West Michigan Pharmacists Unite To Fight Crime
MUSKEGON, Mich. (Feb. 19, 2014) – Criminals in Muskegon County have been put on notice; pharmacies are teaming up with law enforcement agencies to catch them in the act.
It’s a program that has shown results before and now Ken Fagerman, the person responsible for bringing this partnership to West Michigan, is hoping to duplicate that success.
“People will try just about anything and everything to obtain narcotics illicitly,” Fagerman said. “Forging prescriptions, stolen prescription pads are some of the most common techniques.”
Others are more brazen, committing armed robbery or breaking into pharmacies after hours to get their hands on pills. As a pharmacist Fagerman said he has had his life threatened on the job, something most pharmacists don’t sign up for.

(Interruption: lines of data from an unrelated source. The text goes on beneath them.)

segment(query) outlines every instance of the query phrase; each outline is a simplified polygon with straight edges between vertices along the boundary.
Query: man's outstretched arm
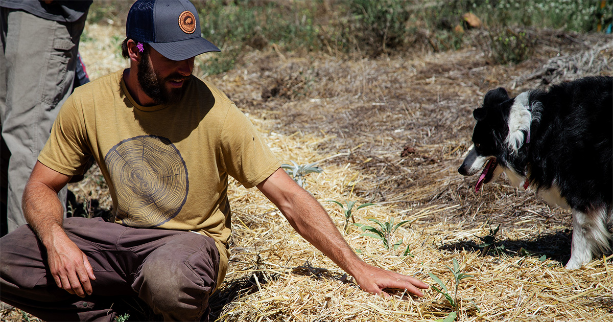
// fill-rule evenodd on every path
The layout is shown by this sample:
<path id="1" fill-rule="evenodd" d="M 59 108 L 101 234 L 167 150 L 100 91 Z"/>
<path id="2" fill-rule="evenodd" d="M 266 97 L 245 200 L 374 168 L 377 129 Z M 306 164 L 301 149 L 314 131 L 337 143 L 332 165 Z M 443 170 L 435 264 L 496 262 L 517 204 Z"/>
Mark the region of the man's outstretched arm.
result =
<path id="1" fill-rule="evenodd" d="M 37 161 L 21 204 L 26 220 L 47 250 L 49 270 L 58 287 L 84 297 L 91 294 L 90 280 L 96 277 L 87 256 L 64 231 L 64 207 L 58 198 L 70 178 Z"/>
<path id="2" fill-rule="evenodd" d="M 428 285 L 417 278 L 369 265 L 357 257 L 324 208 L 279 168 L 257 185 L 302 237 L 356 278 L 364 291 L 389 296 L 384 288 L 406 289 L 423 296 Z"/>

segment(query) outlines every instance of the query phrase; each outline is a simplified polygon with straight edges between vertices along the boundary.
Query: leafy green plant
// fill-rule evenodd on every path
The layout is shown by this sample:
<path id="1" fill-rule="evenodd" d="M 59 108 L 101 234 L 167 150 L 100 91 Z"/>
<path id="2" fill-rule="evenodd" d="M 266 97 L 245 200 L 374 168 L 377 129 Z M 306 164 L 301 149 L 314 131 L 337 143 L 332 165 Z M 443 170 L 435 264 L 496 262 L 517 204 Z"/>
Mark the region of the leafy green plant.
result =
<path id="1" fill-rule="evenodd" d="M 298 164 L 293 161 L 291 163 L 293 165 L 284 163 L 281 165 L 281 167 L 285 169 L 285 172 L 287 172 L 287 174 L 294 178 L 294 181 L 295 181 L 299 185 L 303 188 L 306 184 L 305 180 L 307 174 L 313 172 L 319 174 L 324 171 L 323 169 L 315 166 L 315 164 L 317 164 L 316 162 L 308 164 Z"/>
<path id="2" fill-rule="evenodd" d="M 432 285 L 432 288 L 433 288 L 434 290 L 436 291 L 436 292 L 438 292 L 439 293 L 443 294 L 443 296 L 444 296 L 445 299 L 446 299 L 447 301 L 449 302 L 449 304 L 451 305 L 451 307 L 453 308 L 454 309 L 454 311 L 450 313 L 449 315 L 447 315 L 444 319 L 440 320 L 443 322 L 450 322 L 452 321 L 454 321 L 455 320 L 455 318 L 457 316 L 457 311 L 459 310 L 459 305 L 458 305 L 457 294 L 458 294 L 458 287 L 460 286 L 460 282 L 464 278 L 467 278 L 468 277 L 473 277 L 473 275 L 467 275 L 466 273 L 462 273 L 460 272 L 460 264 L 458 264 L 458 261 L 455 260 L 455 258 L 452 259 L 452 261 L 454 264 L 453 269 L 452 269 L 449 266 L 447 266 L 446 265 L 445 266 L 445 267 L 449 269 L 449 270 L 451 271 L 451 274 L 453 274 L 454 278 L 455 280 L 454 282 L 455 284 L 455 289 L 454 291 L 453 297 L 451 296 L 451 294 L 449 293 L 449 289 L 447 289 L 447 286 L 445 286 L 445 284 L 443 283 L 443 281 L 441 281 L 440 278 L 439 278 L 435 275 L 432 273 L 430 272 L 428 273 L 428 275 L 430 275 L 430 278 L 432 278 L 432 280 L 433 280 L 434 282 L 436 282 L 436 284 L 438 284 L 440 286 L 440 288 L 439 288 L 436 285 Z M 475 306 L 476 307 L 476 305 L 475 305 Z M 478 307 L 477 307 L 477 309 L 479 310 Z"/>
<path id="3" fill-rule="evenodd" d="M 346 234 L 347 232 L 348 232 L 348 231 L 349 230 L 349 220 L 351 219 L 352 220 L 353 220 L 354 224 L 356 223 L 356 218 L 354 218 L 353 212 L 352 212 L 353 210 L 353 206 L 356 205 L 356 202 L 357 202 L 357 201 L 347 201 L 346 200 L 345 201 L 345 204 L 347 205 L 346 207 L 345 207 L 345 206 L 343 205 L 343 204 L 341 204 L 340 202 L 334 200 L 328 200 L 327 201 L 329 201 L 330 202 L 334 202 L 335 204 L 341 206 L 341 208 L 343 209 L 343 214 L 345 215 L 345 226 L 343 227 L 343 231 L 345 232 L 345 233 Z M 373 205 L 374 204 L 371 204 L 370 202 L 362 204 L 361 205 L 357 206 L 357 208 L 356 208 L 356 210 L 357 210 L 365 207 Z"/>
<path id="4" fill-rule="evenodd" d="M 499 64 L 517 64 L 532 54 L 534 41 L 524 31 L 516 31 L 505 27 L 490 32 L 490 52 Z"/>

“The level of violence has steadily increased and that is why we find a need for these types of programs and help pharmacists protect themselves,” he said.
He’s also the man behind Muskegon’s new program which pairs pharmacists in Muskegon County with police. A program he started in Indiana back in 2012 when that state led the nation for pharmacy armed robberies.
“But in South Bend Indiana, and the program I started with police there, we had none,” said Fagerman.
Here’s how it works; if a pharmacist notices someone trying to pass a fake prescription they can alert others, like a hotline for area pharmacists. The plan has been in place for years but recently Muskegon County law enforcement were invited in on the conversation and crimes are being solved.
Police said in the past three months, they’ve made three arrests for people trying to get pills with fake prescriptions. Fagerman hopes to take this program nationwide. He said once criminals become aware that certain cities are using this program they will typically take their criminal activity to another community that doesn’t track behavior. His theory, if everyone is on board the criminals will have nowhere to hide.
If you would like to know more about the person behind the program, Fagerman wrote ‘Staring Down the Barrel: A Pharmacists’ Guide To Diversion and Coping with Robbery’.